The vihuela, a string instrument familiar only to vihuelists, was a favorite among Spanish nobility in the Renaissance. Resonant, percussive, it is to the guitar what the harpsichord is to the piano -- colorful, but lacking in brilliance and versatility.

In her own convivial way, Myrna Sislen enlightened the audience on the merits of this viol family member Monday night at the Kennedy Center Terrace Theater, by presenting a set of courtly pieces rich with variations on simple melodies. The standout, Luis de Narva'ez's contrapuntal "Gua'rdame las Vacas," Sislen glibly described as "pickin' and grinnin' music from about 500 years ago."

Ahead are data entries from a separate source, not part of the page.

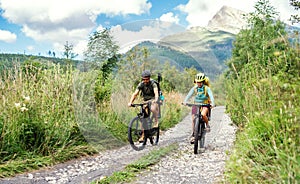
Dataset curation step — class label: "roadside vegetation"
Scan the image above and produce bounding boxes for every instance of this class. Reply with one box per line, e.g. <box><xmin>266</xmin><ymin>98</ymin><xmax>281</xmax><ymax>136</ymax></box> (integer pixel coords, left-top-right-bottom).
<box><xmin>0</xmin><ymin>30</ymin><xmax>197</xmax><ymax>177</ymax></box>
<box><xmin>225</xmin><ymin>0</ymin><xmax>300</xmax><ymax>183</ymax></box>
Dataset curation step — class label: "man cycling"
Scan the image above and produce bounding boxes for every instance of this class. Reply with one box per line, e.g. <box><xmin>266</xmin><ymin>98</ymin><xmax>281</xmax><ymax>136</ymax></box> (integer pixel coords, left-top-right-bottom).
<box><xmin>183</xmin><ymin>73</ymin><xmax>215</xmax><ymax>143</ymax></box>
<box><xmin>128</xmin><ymin>70</ymin><xmax>159</xmax><ymax>141</ymax></box>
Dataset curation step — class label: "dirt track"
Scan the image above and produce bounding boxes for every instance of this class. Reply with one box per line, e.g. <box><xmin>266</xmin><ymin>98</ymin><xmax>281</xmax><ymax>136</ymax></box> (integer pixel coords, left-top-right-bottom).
<box><xmin>0</xmin><ymin>106</ymin><xmax>235</xmax><ymax>184</ymax></box>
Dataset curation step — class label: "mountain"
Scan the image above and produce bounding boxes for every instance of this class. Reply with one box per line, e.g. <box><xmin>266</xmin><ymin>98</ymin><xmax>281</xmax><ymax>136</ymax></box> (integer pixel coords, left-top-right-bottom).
<box><xmin>207</xmin><ymin>6</ymin><xmax>247</xmax><ymax>34</ymax></box>
<box><xmin>124</xmin><ymin>6</ymin><xmax>246</xmax><ymax>79</ymax></box>
<box><xmin>133</xmin><ymin>41</ymin><xmax>204</xmax><ymax>71</ymax></box>
<box><xmin>157</xmin><ymin>27</ymin><xmax>235</xmax><ymax>79</ymax></box>
<box><xmin>158</xmin><ymin>6</ymin><xmax>246</xmax><ymax>78</ymax></box>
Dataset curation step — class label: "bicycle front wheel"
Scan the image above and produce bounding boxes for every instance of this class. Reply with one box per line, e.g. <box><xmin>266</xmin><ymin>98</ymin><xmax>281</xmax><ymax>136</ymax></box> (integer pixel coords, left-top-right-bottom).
<box><xmin>194</xmin><ymin>118</ymin><xmax>201</xmax><ymax>154</ymax></box>
<box><xmin>128</xmin><ymin>117</ymin><xmax>146</xmax><ymax>151</ymax></box>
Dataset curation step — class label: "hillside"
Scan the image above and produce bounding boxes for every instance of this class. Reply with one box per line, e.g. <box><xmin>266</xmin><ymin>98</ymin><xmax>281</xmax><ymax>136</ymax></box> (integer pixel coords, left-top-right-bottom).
<box><xmin>133</xmin><ymin>41</ymin><xmax>203</xmax><ymax>71</ymax></box>
<box><xmin>158</xmin><ymin>27</ymin><xmax>235</xmax><ymax>78</ymax></box>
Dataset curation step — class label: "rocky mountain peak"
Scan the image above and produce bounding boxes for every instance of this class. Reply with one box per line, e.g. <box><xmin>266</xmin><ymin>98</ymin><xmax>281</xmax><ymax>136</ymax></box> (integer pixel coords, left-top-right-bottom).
<box><xmin>207</xmin><ymin>6</ymin><xmax>246</xmax><ymax>34</ymax></box>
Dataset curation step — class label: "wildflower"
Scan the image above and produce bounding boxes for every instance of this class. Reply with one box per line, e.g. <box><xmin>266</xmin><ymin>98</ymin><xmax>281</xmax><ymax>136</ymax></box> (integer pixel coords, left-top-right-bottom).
<box><xmin>20</xmin><ymin>106</ymin><xmax>28</xmax><ymax>112</ymax></box>
<box><xmin>23</xmin><ymin>96</ymin><xmax>30</xmax><ymax>102</ymax></box>
<box><xmin>274</xmin><ymin>51</ymin><xmax>281</xmax><ymax>56</ymax></box>
<box><xmin>15</xmin><ymin>103</ymin><xmax>21</xmax><ymax>108</ymax></box>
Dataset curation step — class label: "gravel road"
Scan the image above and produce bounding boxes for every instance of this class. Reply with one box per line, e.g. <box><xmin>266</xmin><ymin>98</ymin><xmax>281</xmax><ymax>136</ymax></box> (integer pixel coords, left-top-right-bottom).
<box><xmin>0</xmin><ymin>106</ymin><xmax>236</xmax><ymax>184</ymax></box>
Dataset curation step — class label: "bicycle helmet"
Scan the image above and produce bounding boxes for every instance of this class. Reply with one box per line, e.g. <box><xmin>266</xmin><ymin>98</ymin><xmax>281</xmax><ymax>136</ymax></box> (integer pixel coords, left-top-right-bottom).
<box><xmin>142</xmin><ymin>70</ymin><xmax>151</xmax><ymax>78</ymax></box>
<box><xmin>195</xmin><ymin>73</ymin><xmax>206</xmax><ymax>82</ymax></box>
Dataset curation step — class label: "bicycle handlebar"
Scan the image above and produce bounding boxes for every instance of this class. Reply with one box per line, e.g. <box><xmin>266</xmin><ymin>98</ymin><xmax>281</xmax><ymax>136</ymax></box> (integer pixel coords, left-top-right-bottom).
<box><xmin>131</xmin><ymin>102</ymin><xmax>151</xmax><ymax>107</ymax></box>
<box><xmin>181</xmin><ymin>103</ymin><xmax>211</xmax><ymax>108</ymax></box>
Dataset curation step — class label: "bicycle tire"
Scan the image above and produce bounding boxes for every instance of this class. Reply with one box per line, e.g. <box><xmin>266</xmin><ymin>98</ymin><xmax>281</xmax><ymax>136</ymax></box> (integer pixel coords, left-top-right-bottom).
<box><xmin>200</xmin><ymin>120</ymin><xmax>206</xmax><ymax>148</ymax></box>
<box><xmin>194</xmin><ymin>117</ymin><xmax>201</xmax><ymax>154</ymax></box>
<box><xmin>128</xmin><ymin>116</ymin><xmax>147</xmax><ymax>151</ymax></box>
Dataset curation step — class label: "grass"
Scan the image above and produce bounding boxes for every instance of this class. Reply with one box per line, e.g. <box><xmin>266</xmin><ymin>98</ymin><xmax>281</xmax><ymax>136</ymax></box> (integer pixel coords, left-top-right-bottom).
<box><xmin>92</xmin><ymin>143</ymin><xmax>178</xmax><ymax>184</ymax></box>
<box><xmin>224</xmin><ymin>58</ymin><xmax>300</xmax><ymax>183</ymax></box>
<box><xmin>0</xmin><ymin>62</ymin><xmax>188</xmax><ymax>178</ymax></box>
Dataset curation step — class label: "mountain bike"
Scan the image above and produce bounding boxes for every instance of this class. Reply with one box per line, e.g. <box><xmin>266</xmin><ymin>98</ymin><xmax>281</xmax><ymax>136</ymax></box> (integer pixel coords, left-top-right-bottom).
<box><xmin>185</xmin><ymin>103</ymin><xmax>210</xmax><ymax>154</ymax></box>
<box><xmin>128</xmin><ymin>102</ymin><xmax>159</xmax><ymax>151</ymax></box>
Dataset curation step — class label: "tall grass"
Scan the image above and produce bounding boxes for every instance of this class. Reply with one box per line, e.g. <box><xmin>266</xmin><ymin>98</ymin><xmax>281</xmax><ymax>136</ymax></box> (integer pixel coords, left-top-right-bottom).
<box><xmin>0</xmin><ymin>64</ymin><xmax>98</xmax><ymax>177</ymax></box>
<box><xmin>226</xmin><ymin>56</ymin><xmax>300</xmax><ymax>183</ymax></box>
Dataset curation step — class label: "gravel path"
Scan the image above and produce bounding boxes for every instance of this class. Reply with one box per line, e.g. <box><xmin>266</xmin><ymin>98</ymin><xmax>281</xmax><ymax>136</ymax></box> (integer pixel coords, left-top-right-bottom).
<box><xmin>0</xmin><ymin>106</ymin><xmax>236</xmax><ymax>184</ymax></box>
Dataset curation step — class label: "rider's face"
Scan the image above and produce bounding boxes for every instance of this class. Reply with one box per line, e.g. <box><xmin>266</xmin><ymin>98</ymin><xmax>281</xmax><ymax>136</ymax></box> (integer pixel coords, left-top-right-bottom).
<box><xmin>142</xmin><ymin>77</ymin><xmax>150</xmax><ymax>84</ymax></box>
<box><xmin>197</xmin><ymin>81</ymin><xmax>203</xmax><ymax>87</ymax></box>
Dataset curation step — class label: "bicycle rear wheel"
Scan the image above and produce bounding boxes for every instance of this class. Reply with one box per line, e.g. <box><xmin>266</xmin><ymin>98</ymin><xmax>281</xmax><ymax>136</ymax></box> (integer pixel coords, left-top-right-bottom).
<box><xmin>194</xmin><ymin>118</ymin><xmax>201</xmax><ymax>154</ymax></box>
<box><xmin>128</xmin><ymin>117</ymin><xmax>146</xmax><ymax>151</ymax></box>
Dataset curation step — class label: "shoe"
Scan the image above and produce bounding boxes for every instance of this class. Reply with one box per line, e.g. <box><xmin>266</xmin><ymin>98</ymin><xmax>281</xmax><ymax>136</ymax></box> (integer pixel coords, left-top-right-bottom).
<box><xmin>190</xmin><ymin>136</ymin><xmax>195</xmax><ymax>144</ymax></box>
<box><xmin>199</xmin><ymin>148</ymin><xmax>205</xmax><ymax>153</ymax></box>
<box><xmin>153</xmin><ymin>122</ymin><xmax>158</xmax><ymax>128</ymax></box>
<box><xmin>139</xmin><ymin>133</ymin><xmax>145</xmax><ymax>143</ymax></box>
<box><xmin>205</xmin><ymin>125</ymin><xmax>210</xmax><ymax>132</ymax></box>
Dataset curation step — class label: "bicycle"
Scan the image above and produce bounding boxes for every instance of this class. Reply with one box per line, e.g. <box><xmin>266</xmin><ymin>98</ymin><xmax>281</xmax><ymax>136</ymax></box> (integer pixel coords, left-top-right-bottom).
<box><xmin>185</xmin><ymin>103</ymin><xmax>210</xmax><ymax>154</ymax></box>
<box><xmin>128</xmin><ymin>102</ymin><xmax>159</xmax><ymax>151</ymax></box>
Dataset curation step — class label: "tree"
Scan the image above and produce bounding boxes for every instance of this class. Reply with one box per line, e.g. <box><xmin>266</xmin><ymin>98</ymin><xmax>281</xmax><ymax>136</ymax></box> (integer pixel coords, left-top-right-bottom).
<box><xmin>84</xmin><ymin>29</ymin><xmax>119</xmax><ymax>66</ymax></box>
<box><xmin>63</xmin><ymin>41</ymin><xmax>78</xmax><ymax>59</ymax></box>
<box><xmin>290</xmin><ymin>0</ymin><xmax>300</xmax><ymax>24</ymax></box>
<box><xmin>84</xmin><ymin>29</ymin><xmax>119</xmax><ymax>103</ymax></box>
<box><xmin>227</xmin><ymin>0</ymin><xmax>287</xmax><ymax>75</ymax></box>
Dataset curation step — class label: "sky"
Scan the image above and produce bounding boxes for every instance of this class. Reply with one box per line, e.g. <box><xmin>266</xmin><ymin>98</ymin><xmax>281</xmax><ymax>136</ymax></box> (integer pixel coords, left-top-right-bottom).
<box><xmin>0</xmin><ymin>0</ymin><xmax>299</xmax><ymax>59</ymax></box>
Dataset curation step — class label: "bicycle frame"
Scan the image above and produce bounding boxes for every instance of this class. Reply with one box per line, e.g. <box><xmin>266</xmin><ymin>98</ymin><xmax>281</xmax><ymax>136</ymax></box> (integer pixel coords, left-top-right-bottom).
<box><xmin>186</xmin><ymin>103</ymin><xmax>210</xmax><ymax>154</ymax></box>
<box><xmin>128</xmin><ymin>102</ymin><xmax>159</xmax><ymax>150</ymax></box>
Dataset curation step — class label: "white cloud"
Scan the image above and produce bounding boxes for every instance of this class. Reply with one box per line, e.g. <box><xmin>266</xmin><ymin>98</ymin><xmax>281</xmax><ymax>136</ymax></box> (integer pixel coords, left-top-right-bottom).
<box><xmin>111</xmin><ymin>20</ymin><xmax>185</xmax><ymax>52</ymax></box>
<box><xmin>26</xmin><ymin>45</ymin><xmax>34</xmax><ymax>51</ymax></box>
<box><xmin>159</xmin><ymin>12</ymin><xmax>179</xmax><ymax>24</ymax></box>
<box><xmin>177</xmin><ymin>0</ymin><xmax>296</xmax><ymax>27</ymax></box>
<box><xmin>0</xmin><ymin>0</ymin><xmax>152</xmax><ymax>56</ymax></box>
<box><xmin>0</xmin><ymin>29</ymin><xmax>17</xmax><ymax>43</ymax></box>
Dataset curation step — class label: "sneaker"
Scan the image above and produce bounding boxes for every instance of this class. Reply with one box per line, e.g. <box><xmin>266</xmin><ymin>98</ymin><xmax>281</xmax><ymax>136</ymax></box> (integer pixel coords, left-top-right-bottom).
<box><xmin>205</xmin><ymin>125</ymin><xmax>210</xmax><ymax>132</ymax></box>
<box><xmin>139</xmin><ymin>133</ymin><xmax>145</xmax><ymax>143</ymax></box>
<box><xmin>153</xmin><ymin>122</ymin><xmax>158</xmax><ymax>128</ymax></box>
<box><xmin>190</xmin><ymin>136</ymin><xmax>195</xmax><ymax>144</ymax></box>
<box><xmin>199</xmin><ymin>148</ymin><xmax>205</xmax><ymax>153</ymax></box>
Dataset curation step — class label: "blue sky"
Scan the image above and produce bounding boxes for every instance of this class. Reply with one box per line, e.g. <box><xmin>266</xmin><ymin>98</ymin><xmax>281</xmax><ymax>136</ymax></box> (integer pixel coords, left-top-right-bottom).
<box><xmin>0</xmin><ymin>0</ymin><xmax>298</xmax><ymax>57</ymax></box>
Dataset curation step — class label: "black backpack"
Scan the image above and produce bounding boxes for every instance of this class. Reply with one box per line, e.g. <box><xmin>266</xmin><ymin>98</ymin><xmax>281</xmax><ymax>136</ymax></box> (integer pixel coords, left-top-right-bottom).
<box><xmin>141</xmin><ymin>73</ymin><xmax>162</xmax><ymax>100</ymax></box>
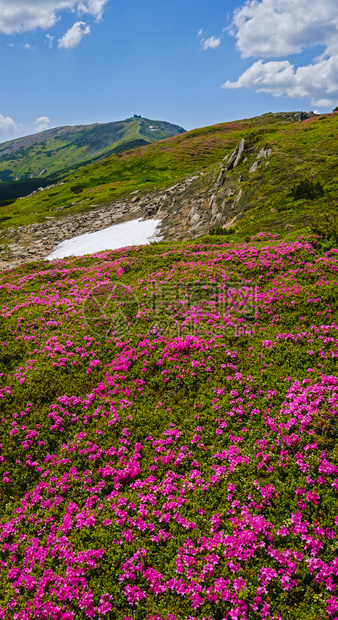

Upon switching to guitar, she soft-pedaled a far more important lesson: that some of the best music written for the instrument belongs to this century. An obligatory Bach Suite, the E Minor with its familiar Bourre'e, in no way prepared the listeners for works by Santo'rsola and Brouwer, contemporary composers whose expressive temperaments pay little heed to the technical demands imposed upon the performer. Sislen had few difficulties bringing their scores to life. Her fluid, driving attack during Santo'rsola's "Four Piezas Latinoamericanas" allied the dance spirit with a bevy of harmonics and tattoos on the guitar's body. "Elogio de la Danza," Brouwer's herky-jerky collection of rolling and staccato figures, was also admirably played. Sislen's fitting encore, the Villa-Lobos "Etude No. 11, gave guitarist and audience a chance to catch their breath."